Cappelletti e Garth também se preocupam com a situação dos direitos chamados fragmentados ou coletivos, em virtude de duas dificuldades encontradas, quais sejam: a falta de reunião das partes envolvidas para discutir os problemas em comum, bem como a falta de interesse de individualmente resolver a situação[33]. Desse modo, estar-se-á diante do obstáculo chamado organizacional.
Como possíveis soluções para esses problemas, surgem instituições públicas ou privadas, como o Ministério Público, a Defensoria Pública e as Associações, bem como instrumentos processuais, tais como as Ações Civis Pública, aptos para ingressarem em juízo e serem ajuizados, respectivamente, em prol dos interesses coletivos.
Por fim, existem ainda os obstáculos psicológicos. Adentrar em um Fórum ou procurar um causídico não é algo simples para todo e qualquer leigo, principalmente no caso dos hipossuficientes, até mesmo a “arquitetura imponente dos tribunais”[34] é motivo para afastar as pessoas da busca pelos seus direitos.
Assim, muitos litígios deixam de ser resolvidos ou muitas pessoas abrem mãos dos bens da vida, essenciais ou não, tão-somente porque não têm coragem, estimulo ou disposição de fazerem parte da burocracia judicial.
1.3 Ondas renovatórias
1.3.1 Primeira onda - assistência judiciária.
Diante de todos os obstáculos encontrados, Cappelletti e Bryant, com intuito de resolvê-los e/ou amenizá-los, trouxeram 3(três) ondas renovatórias: a assistência judiciária, a instrumentalidade do controle difuso e o novo enfoque ao acesso à justiça[35]. A partir de então, será realizada uma breve análise de cada uma dessas situações.
A primeira onda tem como preocupação os chamados obstáculos econômicos que dificultam o acesso à justiça e especificamente ao Poder Judiciário, especialmente por parte da parte da população desprovida de recursos financeiros.

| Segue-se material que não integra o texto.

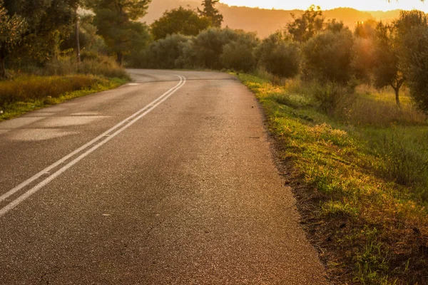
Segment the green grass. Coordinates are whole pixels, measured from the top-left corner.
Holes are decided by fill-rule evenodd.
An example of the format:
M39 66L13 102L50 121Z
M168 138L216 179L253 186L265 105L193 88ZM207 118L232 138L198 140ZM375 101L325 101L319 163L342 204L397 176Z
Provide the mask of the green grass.
M265 110L302 222L310 224L314 243L325 249L321 258L334 281L423 284L428 268L424 116L409 120L402 112L417 111L405 100L401 114L382 113L391 101L368 94L357 94L347 106L353 113L327 115L301 82L277 86L238 76ZM361 106L368 100L380 113L359 123L365 116L352 114L364 114ZM386 118L379 122L381 117Z
M0 121L86 95L115 88L127 79L91 75L23 76L0 81Z

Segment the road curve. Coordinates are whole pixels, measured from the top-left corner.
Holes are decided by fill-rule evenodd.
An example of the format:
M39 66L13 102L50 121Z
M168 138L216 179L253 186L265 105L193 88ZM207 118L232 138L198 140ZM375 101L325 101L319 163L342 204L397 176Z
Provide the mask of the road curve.
M0 284L327 284L245 87L130 72L0 123Z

Assim, nessa parte do estudo do projeto de Florença houve um foco nas formas de garantir o acesso ao referido poder.
1.3.2 Segunda onda - instrumentalidade do controle difuso
Aqui a preocupação se dá com os já mencionados obstáculos organizacionais. Surge, assim, a preocupação com a tutela dos interesses difusos, bem como, assim como já mencionado, com a criação de instrumentos capazes de atingir os referidos direitos e com instituições que tenham entre as suas preocupações/obrigações a resolução da referida problemática.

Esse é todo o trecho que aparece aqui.